According to the Swiss Re Institute’s U.S. P&C outlook for 2025–2026, direct premiums written are projected to moderate to roughly 4% in 2026 (from approximately 5% in 2025), reflecting slowing rate momentum and stronger competition among insurers.
Alera Group P&C leader Justin Foa explains that, unlike past cycles when pricing softened broadly, today’s moderation is uneven and highly risk-specific. Some construction and property accounts are seeing more capacity and better pricing, while risks with recent losses or catastrophe exposure remain constrained. Because conditions now vary not just by line of business but by niche, account quality, and individual risk traits, broad market labels are less meaningful. Instead, the market behaves like a matrix in which even within one segment, certain risks are easing as others stay tight.
Fitch Ratings expects U.S. P&C insurers to maintain solid but moderating performance in 2026, with the strong results of 2025 carrying over into a softer market phase. Premium growth is projected to slow to about 4% in 2026 from 8.8% in 2024, while profitability normalizes after an exceptionally strong 2025, with combined ratios edging up to roughly 96%–97%. Return on equity is also expected to ease to about 9.1%–10%, down from over 15% in 2025, reflecting a more competitive yet still stable operating environment.
Industry Valuations
In recent months (early 2026), publicly traded P&C insurers and brokers have seen valuations pull back modestly after a 2025 peak, reflecting both cyclical and sentiment-driven factors. Fundamentally, 2025 marked a cyclical high in underwriting profitability and growth, and expectations for softer pricing, slower premiums, and rising combined ratios in 2026 have led investors to anticipate lower returns which typically compress multiples.
The S&P 500 Insurance index recently fell about 3.9%, with some broker stocks dropping 9–12% in a single session due to AI-disruption fears and competitive concerns. Many analysts broadly view this as partly overdone, but it has nonetheless pushed valuations down from late-2025 levels.
New Estimates
We adjust our 2026 total revenue estimate for Global Indemnity Group (NASDAQ:GBLI) to $480.4 million which includes $411.8 million in Net Earned Premiums and $67.1 million in net Investment Income.
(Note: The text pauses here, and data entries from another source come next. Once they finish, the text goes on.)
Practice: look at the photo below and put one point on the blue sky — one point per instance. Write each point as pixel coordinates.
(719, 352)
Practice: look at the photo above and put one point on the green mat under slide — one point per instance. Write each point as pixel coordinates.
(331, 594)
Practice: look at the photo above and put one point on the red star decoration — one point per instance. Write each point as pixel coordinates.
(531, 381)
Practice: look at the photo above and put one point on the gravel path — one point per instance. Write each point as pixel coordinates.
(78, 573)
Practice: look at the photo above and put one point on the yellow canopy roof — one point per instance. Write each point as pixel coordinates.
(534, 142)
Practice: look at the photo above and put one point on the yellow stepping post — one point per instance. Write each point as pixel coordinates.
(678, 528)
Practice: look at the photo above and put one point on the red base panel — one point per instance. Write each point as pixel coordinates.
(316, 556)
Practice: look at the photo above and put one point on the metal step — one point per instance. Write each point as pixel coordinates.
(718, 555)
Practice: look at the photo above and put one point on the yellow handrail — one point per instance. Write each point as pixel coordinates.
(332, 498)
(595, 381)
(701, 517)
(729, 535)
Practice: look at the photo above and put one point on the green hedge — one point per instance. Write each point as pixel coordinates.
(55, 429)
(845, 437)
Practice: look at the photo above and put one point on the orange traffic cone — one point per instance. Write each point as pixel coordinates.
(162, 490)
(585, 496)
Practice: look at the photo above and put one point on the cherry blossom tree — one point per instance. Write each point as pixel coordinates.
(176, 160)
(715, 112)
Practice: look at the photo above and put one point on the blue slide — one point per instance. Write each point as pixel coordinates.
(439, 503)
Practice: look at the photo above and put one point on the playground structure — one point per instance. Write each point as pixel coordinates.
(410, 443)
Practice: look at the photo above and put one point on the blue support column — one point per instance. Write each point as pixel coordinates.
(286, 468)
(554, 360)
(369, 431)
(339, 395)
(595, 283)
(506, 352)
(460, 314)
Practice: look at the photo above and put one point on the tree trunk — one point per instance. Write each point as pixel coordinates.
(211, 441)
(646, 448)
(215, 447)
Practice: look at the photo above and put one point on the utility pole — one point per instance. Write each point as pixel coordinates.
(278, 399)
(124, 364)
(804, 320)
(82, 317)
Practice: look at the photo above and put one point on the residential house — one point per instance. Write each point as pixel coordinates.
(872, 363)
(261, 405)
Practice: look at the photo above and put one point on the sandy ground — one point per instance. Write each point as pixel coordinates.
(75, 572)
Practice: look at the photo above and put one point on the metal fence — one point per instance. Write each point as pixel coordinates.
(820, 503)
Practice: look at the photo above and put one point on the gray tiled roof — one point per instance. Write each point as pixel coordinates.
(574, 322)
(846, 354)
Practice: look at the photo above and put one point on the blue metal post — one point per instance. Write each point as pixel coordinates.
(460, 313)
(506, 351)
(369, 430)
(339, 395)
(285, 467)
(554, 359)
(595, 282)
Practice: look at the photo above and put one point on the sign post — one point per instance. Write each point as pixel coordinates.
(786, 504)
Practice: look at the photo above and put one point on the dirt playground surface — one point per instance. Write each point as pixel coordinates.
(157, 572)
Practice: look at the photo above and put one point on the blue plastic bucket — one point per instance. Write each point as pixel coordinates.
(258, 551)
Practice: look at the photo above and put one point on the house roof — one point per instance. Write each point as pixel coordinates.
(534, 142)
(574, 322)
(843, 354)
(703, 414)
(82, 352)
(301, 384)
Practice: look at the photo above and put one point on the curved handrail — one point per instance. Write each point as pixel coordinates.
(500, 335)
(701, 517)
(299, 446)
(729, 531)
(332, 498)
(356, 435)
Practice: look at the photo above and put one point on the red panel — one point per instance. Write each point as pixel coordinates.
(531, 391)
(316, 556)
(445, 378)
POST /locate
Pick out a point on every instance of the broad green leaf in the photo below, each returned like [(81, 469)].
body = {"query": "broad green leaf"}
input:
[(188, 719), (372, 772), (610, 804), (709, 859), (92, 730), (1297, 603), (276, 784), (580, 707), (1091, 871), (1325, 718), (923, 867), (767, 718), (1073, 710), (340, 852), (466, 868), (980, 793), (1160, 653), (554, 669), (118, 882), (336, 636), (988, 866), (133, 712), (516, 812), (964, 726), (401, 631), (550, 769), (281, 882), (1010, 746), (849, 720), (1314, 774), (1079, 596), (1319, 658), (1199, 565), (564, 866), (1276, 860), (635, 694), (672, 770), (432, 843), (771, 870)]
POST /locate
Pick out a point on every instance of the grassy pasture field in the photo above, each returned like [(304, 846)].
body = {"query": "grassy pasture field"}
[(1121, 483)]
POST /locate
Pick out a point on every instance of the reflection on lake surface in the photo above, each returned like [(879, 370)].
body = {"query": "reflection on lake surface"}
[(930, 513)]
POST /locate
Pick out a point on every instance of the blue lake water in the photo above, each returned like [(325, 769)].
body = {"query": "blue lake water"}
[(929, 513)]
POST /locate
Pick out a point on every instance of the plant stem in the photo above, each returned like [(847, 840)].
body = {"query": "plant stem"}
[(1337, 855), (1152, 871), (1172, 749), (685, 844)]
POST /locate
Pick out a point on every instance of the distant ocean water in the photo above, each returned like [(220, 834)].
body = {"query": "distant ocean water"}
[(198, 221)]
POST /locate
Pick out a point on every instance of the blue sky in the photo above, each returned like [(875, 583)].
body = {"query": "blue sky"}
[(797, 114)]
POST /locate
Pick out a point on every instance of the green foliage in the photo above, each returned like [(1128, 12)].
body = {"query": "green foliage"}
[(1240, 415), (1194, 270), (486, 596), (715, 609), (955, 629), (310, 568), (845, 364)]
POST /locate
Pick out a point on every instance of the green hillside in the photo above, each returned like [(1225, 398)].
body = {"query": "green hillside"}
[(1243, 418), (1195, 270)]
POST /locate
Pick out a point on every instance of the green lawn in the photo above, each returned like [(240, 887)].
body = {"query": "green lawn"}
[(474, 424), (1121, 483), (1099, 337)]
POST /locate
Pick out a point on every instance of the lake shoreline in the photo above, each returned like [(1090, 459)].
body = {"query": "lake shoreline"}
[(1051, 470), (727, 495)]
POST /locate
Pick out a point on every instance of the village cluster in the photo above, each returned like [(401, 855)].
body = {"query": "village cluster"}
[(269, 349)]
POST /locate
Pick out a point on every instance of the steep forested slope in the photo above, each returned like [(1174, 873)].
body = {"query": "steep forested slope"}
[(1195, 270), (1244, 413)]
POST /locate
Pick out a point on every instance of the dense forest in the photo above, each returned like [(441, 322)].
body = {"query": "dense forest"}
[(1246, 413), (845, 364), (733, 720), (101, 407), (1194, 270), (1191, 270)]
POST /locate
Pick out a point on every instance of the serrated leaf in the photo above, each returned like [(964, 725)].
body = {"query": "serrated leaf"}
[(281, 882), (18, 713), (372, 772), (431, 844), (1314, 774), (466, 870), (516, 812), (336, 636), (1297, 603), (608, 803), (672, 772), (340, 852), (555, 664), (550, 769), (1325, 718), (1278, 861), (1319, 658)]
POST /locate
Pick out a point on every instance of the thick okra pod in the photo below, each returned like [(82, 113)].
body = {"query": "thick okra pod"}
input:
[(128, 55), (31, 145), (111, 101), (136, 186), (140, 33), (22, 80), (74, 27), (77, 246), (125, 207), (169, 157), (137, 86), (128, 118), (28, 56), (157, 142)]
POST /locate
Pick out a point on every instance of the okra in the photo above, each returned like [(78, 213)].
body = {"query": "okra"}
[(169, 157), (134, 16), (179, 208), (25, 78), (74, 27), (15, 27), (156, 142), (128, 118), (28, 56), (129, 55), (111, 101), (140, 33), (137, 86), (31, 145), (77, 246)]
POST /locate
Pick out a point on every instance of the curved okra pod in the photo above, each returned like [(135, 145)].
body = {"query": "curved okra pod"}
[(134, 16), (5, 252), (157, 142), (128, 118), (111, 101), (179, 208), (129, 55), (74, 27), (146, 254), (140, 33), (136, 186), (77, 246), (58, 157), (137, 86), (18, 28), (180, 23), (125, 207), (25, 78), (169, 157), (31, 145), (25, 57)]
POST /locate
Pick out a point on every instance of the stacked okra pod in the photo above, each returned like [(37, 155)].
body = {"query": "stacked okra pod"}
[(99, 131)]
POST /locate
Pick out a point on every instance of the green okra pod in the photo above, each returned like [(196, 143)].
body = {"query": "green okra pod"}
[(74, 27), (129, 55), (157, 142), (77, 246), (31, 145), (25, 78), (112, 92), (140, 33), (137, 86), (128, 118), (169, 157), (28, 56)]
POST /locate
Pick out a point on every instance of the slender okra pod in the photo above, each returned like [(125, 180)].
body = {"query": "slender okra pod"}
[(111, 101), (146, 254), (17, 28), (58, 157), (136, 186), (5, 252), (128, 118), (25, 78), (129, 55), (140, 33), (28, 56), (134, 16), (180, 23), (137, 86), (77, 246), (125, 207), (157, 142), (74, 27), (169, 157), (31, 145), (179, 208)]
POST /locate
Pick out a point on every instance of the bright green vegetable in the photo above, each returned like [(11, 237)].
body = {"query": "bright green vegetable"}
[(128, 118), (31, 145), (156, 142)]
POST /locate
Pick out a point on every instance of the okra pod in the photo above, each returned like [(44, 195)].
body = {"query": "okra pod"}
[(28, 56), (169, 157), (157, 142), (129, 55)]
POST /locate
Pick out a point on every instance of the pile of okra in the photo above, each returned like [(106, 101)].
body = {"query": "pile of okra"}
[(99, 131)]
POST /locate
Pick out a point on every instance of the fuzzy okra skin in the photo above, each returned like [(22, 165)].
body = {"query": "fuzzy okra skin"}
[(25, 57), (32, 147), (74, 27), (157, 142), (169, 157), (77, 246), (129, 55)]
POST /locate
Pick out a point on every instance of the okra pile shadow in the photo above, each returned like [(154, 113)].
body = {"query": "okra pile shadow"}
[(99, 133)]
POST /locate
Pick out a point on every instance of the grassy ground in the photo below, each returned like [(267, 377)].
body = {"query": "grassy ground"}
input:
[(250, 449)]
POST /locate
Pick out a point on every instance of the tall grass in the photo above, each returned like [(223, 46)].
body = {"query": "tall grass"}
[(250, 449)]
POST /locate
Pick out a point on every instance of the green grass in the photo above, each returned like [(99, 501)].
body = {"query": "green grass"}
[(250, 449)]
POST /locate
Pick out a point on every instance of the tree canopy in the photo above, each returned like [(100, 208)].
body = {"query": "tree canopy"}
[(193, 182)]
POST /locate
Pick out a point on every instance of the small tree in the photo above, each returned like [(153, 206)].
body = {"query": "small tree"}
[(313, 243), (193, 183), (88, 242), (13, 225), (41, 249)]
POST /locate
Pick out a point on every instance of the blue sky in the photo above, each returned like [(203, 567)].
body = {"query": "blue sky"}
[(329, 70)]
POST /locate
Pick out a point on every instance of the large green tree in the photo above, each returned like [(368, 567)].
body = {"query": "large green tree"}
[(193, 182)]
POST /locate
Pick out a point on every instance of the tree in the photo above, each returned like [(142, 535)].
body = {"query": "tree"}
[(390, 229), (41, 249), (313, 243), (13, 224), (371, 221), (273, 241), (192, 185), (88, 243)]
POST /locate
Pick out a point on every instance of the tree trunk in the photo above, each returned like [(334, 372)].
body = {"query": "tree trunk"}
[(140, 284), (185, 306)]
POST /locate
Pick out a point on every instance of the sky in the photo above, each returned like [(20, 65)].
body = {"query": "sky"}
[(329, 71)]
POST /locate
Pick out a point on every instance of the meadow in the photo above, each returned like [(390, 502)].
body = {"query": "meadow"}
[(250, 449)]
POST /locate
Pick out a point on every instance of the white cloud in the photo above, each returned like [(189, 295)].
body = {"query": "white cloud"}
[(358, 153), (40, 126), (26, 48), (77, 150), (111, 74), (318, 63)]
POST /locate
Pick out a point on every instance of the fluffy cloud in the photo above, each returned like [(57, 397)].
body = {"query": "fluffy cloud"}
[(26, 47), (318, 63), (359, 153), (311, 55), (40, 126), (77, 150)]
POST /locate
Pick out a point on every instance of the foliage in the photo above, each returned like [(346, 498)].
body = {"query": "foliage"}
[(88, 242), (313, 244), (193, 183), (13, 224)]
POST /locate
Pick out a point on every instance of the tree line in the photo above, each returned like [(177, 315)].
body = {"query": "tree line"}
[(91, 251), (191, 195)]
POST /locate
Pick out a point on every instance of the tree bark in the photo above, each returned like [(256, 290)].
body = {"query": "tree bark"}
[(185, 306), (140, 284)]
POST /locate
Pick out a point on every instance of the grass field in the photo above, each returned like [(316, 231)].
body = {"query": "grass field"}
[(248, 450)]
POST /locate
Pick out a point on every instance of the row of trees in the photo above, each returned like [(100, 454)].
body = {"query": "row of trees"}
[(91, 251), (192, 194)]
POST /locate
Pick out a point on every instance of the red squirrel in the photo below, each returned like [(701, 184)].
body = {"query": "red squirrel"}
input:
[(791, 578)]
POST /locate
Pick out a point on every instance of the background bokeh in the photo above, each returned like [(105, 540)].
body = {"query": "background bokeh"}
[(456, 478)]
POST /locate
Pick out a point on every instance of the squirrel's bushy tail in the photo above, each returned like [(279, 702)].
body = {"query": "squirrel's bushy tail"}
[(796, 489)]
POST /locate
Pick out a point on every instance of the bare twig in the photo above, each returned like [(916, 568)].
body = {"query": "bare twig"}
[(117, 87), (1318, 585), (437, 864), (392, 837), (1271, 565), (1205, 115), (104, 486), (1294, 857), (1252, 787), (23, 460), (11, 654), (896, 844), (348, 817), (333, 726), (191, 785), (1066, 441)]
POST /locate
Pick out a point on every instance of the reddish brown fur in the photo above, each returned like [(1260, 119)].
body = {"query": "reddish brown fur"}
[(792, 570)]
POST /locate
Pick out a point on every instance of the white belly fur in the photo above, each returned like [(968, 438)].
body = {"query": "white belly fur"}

Our new 2026 EPS estimate is $3.21. As the consolidated expense ratio continues to drift down, we believe EPS of over $4.00 can be achieved in the next 2-3 years. We also introduce 2026 quarterly estimates (see below).
Balance Sheet
At the end of the 3rd quarter of 2025, GBLI had unrestricted cash of $75.4 million and total investments of $1.36 billion. Approximately 96.1% of the investment portfolio consists of fixed income securities. The average credit quality of the fixed income portfolio remains at AA-. Shareholders’ equity increased to $704.1 million.
Valuation
GBLI book value per share increased to $48.88 as of September 30, 2025, compared to $48.35 as of June 30, 2025. On December 4, 2025, the Board of Directors approved a distribution (dividend) of $0.35 per common share, which was paid on December 30, 2025. The current dividend yield is approximately 4.95%.
Management stated its long-term financial goals, which are:
1) Grow the overall business at a rate of 10% or higher,
2) Achieve a combined ratio in the low 90’s,
3) Manage the expense ratio to a competitive level of 36%-37%.
GBLI stock is currently selling at 57% of book value based on September 30, 2025, shareholders’ equity. We separate our price target into near-term and long-term objectives. Our near-term target is $48.00, which assumes GBLI stock will trade near book value per share. We maintain our long-term price target of $55.00 per share based on the stock selling at a small premium to future book value per share.